Business Italy must enter the 21st century

The writer is a professor at the Booth School of Business at the University of Chicago.
Under the watchful eye of the Draghi government, the American private equity group KKR is bidding for Telecom Italia, one of the last large companies in Italian hands. Italy, the world’s eighth-largest economy, has just six companies in the Fortune Global 500, three of which are state-controlled. That compares to seven for Spain, whose economy is ranked 14th in the world by gross domestic product, and 26 for France, which is seventh.
Some accuse successive Italian governments of not having resisted foreign acquisitions. They point out that outgoing German Chancellor Angela Merkel prevented Fiat from buying Opel in 2009 and French President Emmanuel Macron delayed the acquisition of STX by Fincantieri in 2017.
Others see this latest offer as a sign of the ultimate triumph of the European single market. But I see a failure of the Italian economy to enter the 21st century.
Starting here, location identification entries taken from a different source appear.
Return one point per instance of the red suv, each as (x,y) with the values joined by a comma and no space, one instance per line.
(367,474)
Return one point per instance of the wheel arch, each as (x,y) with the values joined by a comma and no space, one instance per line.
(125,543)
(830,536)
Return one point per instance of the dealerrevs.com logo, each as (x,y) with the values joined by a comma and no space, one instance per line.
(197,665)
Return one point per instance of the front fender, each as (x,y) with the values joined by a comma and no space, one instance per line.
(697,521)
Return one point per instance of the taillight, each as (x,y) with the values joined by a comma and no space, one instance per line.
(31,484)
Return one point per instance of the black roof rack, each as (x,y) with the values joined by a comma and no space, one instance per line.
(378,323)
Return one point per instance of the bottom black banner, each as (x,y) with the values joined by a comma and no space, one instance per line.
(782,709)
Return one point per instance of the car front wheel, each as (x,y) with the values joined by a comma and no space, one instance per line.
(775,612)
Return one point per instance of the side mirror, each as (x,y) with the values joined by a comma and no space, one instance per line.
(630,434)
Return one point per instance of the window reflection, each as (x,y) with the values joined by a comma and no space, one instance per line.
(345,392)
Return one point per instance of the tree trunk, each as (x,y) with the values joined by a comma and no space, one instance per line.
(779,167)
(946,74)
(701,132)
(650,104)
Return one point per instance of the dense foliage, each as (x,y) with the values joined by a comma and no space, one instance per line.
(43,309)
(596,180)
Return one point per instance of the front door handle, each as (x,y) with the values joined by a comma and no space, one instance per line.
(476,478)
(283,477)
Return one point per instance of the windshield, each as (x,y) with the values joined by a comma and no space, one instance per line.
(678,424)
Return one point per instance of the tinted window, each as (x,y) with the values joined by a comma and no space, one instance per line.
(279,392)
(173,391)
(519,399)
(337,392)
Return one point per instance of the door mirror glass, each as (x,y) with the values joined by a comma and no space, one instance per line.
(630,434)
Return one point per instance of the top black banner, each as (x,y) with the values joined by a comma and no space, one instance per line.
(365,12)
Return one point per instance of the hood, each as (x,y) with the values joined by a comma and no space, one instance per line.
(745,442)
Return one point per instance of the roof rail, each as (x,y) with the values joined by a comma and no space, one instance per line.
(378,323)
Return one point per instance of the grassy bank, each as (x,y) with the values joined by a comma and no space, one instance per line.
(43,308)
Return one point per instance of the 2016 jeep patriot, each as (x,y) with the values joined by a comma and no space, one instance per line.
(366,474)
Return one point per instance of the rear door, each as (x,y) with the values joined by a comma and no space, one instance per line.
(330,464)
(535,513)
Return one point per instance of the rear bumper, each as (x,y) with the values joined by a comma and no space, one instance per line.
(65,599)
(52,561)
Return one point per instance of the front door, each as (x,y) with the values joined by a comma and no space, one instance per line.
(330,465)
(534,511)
The problem is not that foreign companies are acquiring Italian companies. It is that Italian entrepreneurs seem incapable of creating companies capable of being competitive in the global economy.
Why is it? First, Italian entrepreneurs are obsessed with control. In order to maintain majority control of the companies they found, they build flimsy pyramid structures, burden them with debt and ultimately do not extend much beyond the borders of Italy, as that would require the use of equity to pay for acquisitions.
This obsession with control is not just a psychological issue. In Italy, corporate control is very valuable, because whoever has it can easily take advantage of minority shareholders without fear of legal reprisals. Anticipating this risk, savers are reluctant to invest in the stock market and finance the expansion of Italian companies.
The second reason for the underperformance is the parasitic relationship between large national companies and the Italian state. For decades Fiat was heavily shielded from Japanese competition, while in the 1990s Olivetti was granted the second mobile phone license by a sympathetic government.
This parasitic relationship reached its peak when Silvio Berlusconi was in power, first in the mid-1990s and then again in the early 2000s. The country’s telecommunications strategy was subordinated to the private interests of the billionaire prime minister. Used to making quick profits at home through their political connections, Italian companies did not want to take the risks necessary to succeed in the global market.
The belief that “small is beautiful” has also helped prevent Italian companies from achieving the economies of scale necessary for global success. Italy invented pizza, for example, but still does not have a large pizza chain. The concept of the coffee bar is of Italian origin, but the country does not have a major coffee chain. The country is one of the biggest tourist destinations in the world, but it does not have a large chain of hotels. And while Italy is one of the world’s fashion capitals, the largest Italian-owned fashion company is ranked only 17th in the world in terms of market value.
Finally, consider the failure to create world-class universities. The success of Montecatini and Olivetti in the 1960s is due to the technology developed in Italian universities. But who remembers the last Italian company to thrive on technology developed by researchers here? In the 2021 ranking of world universities in Shanghai, no Italian institution is in the top 150.
Many of these issues have been in the works for decades. Yet efforts to address it have been limited. Reforms to speed up civil trials are welcome, but have the unfortunate flaw of shortening the statute of limitations for criminal offenses, thereby helping corrupt entrepreneurs escape punishment for their crimes.
Moreover, not only does the flow of money provided by the Next Generation EU stimulus program foster the parasitic relationship between business and government, but the way the money is disbursed reinforces the cycle of dependency. Some 11 billion euros are set aside for promoting university research, but this represents well under 1% of GDP and does not even cover the annual R&D gap between Italy and the rest of Europe. As far as I know, no serious attempt is made to help Italian companies develop economies of scale to be competitive in the global market.
To win the challenge of global competition in the 21st century, Italy must not oppose the process of creative destruction. Rather, it should promote the development of new giants capable of conquering the world. If the EU’s next generation stimulus funds are not used to facilitate this process, a huge opportunity for the Italian economy will have been missed.